The ‘Parol’ of Our Lives: Christ

Simon Fe Dolor

Christmas is celebrated early by devout Catholic countries. Christmas music and decorations start to pop up as early as September in every homes and cities. One of these décor that is extremely common in a country like the Philippines is the display of the christmas parol.

The parol from the Spanish word farol or lantern, is a traditional christmas décor from the Spansh colonial period in the Philippines. The most common shape now is a star to represent the star of Bethlehem. Thou different materials are used today with flickering lights on display, simple bamboo and japanese paper were originally used before to produce parols. In the Philippines these were carried in a procession called Panunuluyan (Lodging). A tradition of the reenactment of Joseph and Mary searching for a place to stay in Bethlehem.

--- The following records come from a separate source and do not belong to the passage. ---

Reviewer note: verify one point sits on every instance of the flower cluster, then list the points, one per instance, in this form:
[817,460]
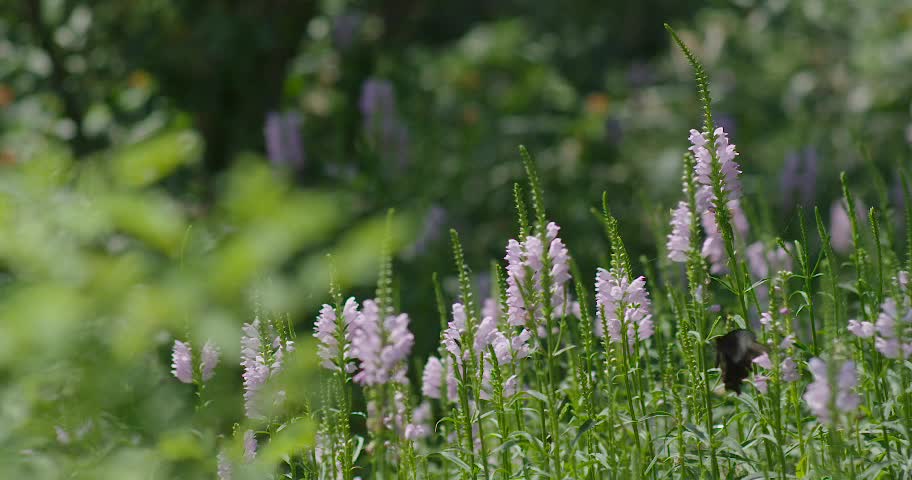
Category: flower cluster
[437,375]
[262,353]
[526,258]
[726,154]
[679,239]
[380,345]
[182,361]
[893,328]
[764,261]
[820,394]
[621,302]
[334,350]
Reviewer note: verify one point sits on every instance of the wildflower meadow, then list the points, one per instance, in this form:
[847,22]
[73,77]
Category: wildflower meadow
[270,331]
[630,372]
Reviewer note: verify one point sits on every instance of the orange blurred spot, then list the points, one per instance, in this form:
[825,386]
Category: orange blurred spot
[597,103]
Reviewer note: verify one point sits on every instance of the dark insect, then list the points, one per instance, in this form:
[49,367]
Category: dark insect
[735,352]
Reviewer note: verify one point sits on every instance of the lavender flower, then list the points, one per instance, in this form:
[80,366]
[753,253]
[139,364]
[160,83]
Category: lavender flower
[679,239]
[431,227]
[260,361]
[861,329]
[380,348]
[819,393]
[283,139]
[63,437]
[528,257]
[789,370]
[224,466]
[799,175]
[893,325]
[182,362]
[622,302]
[250,446]
[384,128]
[764,361]
[327,331]
[490,308]
[208,361]
[703,167]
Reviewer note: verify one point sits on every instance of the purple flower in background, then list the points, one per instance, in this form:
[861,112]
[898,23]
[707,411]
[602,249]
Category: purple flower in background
[841,225]
[819,393]
[679,239]
[861,329]
[789,370]
[622,302]
[384,128]
[764,361]
[63,437]
[182,362]
[250,446]
[799,175]
[893,323]
[283,139]
[209,360]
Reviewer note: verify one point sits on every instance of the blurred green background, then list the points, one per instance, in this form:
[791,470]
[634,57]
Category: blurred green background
[169,167]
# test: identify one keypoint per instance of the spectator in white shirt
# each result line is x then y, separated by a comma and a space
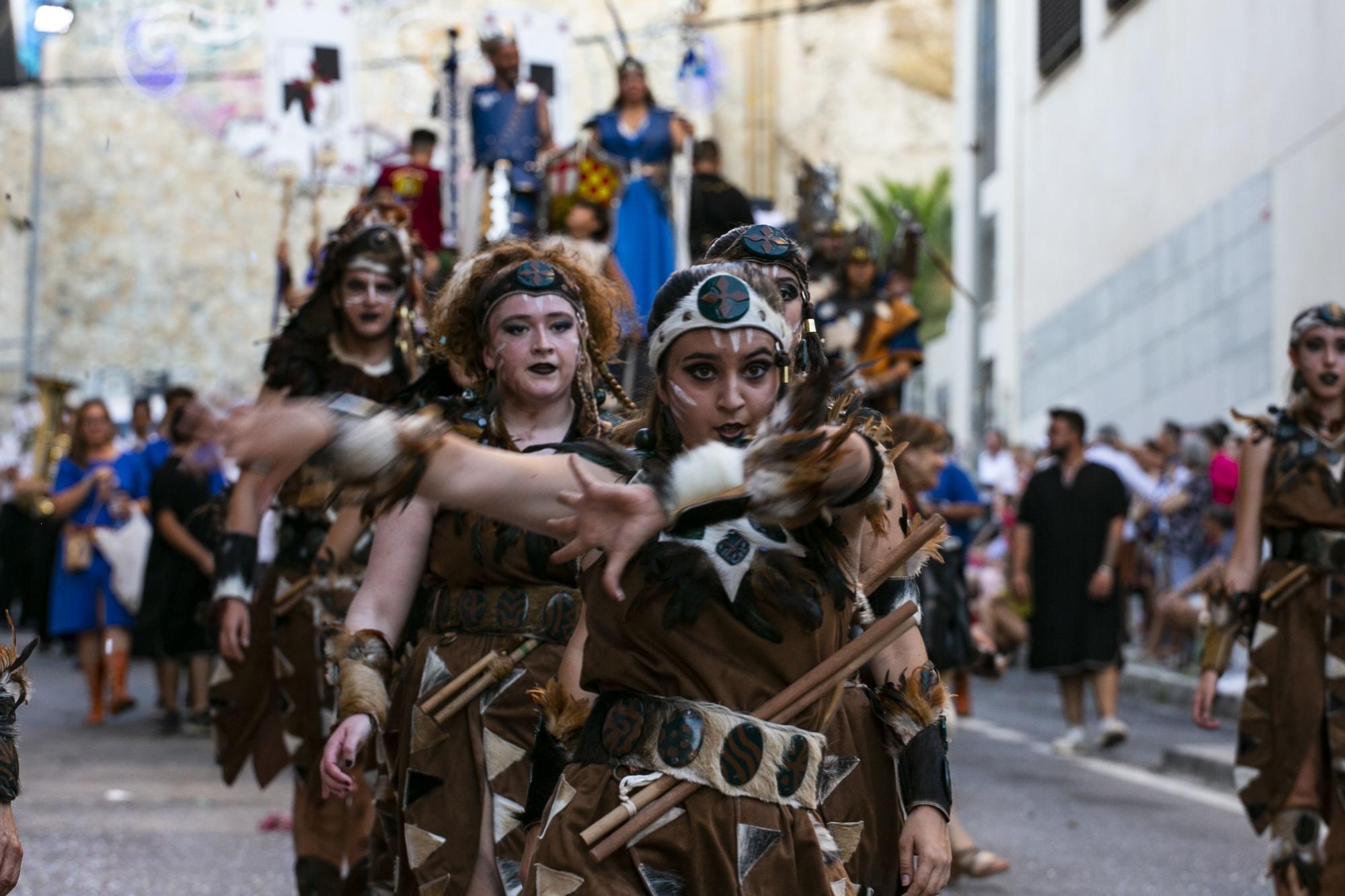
997, 473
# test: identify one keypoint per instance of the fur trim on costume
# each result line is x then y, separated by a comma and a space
364, 662
559, 725
379, 451
236, 564
712, 471
913, 704
1296, 852
734, 752
798, 450
563, 713
15, 689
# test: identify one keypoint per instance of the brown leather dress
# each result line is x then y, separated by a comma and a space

The parol is an excquisite decoration during advent season. Christmas lanterns typically star in form is a reminder of the bright star of Bethlehem who appeared before the Nativity of Jesus. “Who having heard the king, went their way; and behold the star which they had seen in the east, went before them, until it came and stood over where the child was.  And seeing the star they rejoiced with exceeding great joy.” (Matthew 2:9-10 Douay-Rheims Bible)

It was the three kings guided by this star that they found the greatest treasure and honor they could have, to bow to the King of Kings. “And entering into the house, they found the child with Mary his mother, and falling down they adored him; and opening their treasures, they offered him gifts; gold, frankincense, and myrrh” (Matthew 2:11).

Convicts who are parolled are definitive of mankind being bound to sin who are redeemed by the star of Hope.

In the Philippines, during Simbang Gabi or midnight mass, the parols serve as lights to everyone attending the very early dawn masses for nine days before christmas. Many cities have different christmas lantern designs but the shape of a star is most common to depict the star of the Nativity.

The star that appeared that night is no ordinary star, for it symbolizes the great light, hope and joy that came to mankind. The mystic Venerable Anne Catherine Emmerich in her accounts describe the joy the world had the night the Nativity of Our Lord:

In these pictures of Christ’s Birth, which I see as an historical event and not as a Feast of the Church, I do not see such radiant and ecstatic joy in nature as I do on Christmas night when the vision that I see expresses an interior significance. Yet I saw in this vision an unwonted joy and an extraordinary movement at midnight in many places even to the uttermost parts of the earth. I saw the hearts of many good men filled with joyful yearning, while all the wicked were overcome by great fear.

Such peace and spiritual joy indeed the night Our Lord Savior was born. But the spiritual significance of the parol we see around us are blurred by modernism and consumerism. Many are stressed out during Christmas for work becomes more intense and expenses are inevitable. Many have become materialistic in celebrating Christmas in finding the best gifts and fancy luxuries. Many have become busy and lose sight of the true meaning of the celebration. It’s the most important birthday of our lives as Christians. And yet many fail to greet, worship and thank Him for the gift of that special day.

Let’s bring back that peace and joy in our hearts everytime we see a Christmas Parol. Follow the example of the three kings of finding our true treasure and King. They were aided by that Star of Bethlehem, and so are we today and most especially on Christmas day.

“Saying, Where is he that is born king of the Jews? For we have seen his star in the east, and are come to adore him.” (Matthew 2:2)

Let the Christmas parol remind us who to adore. 

The Light and parol of our lives that is Christ.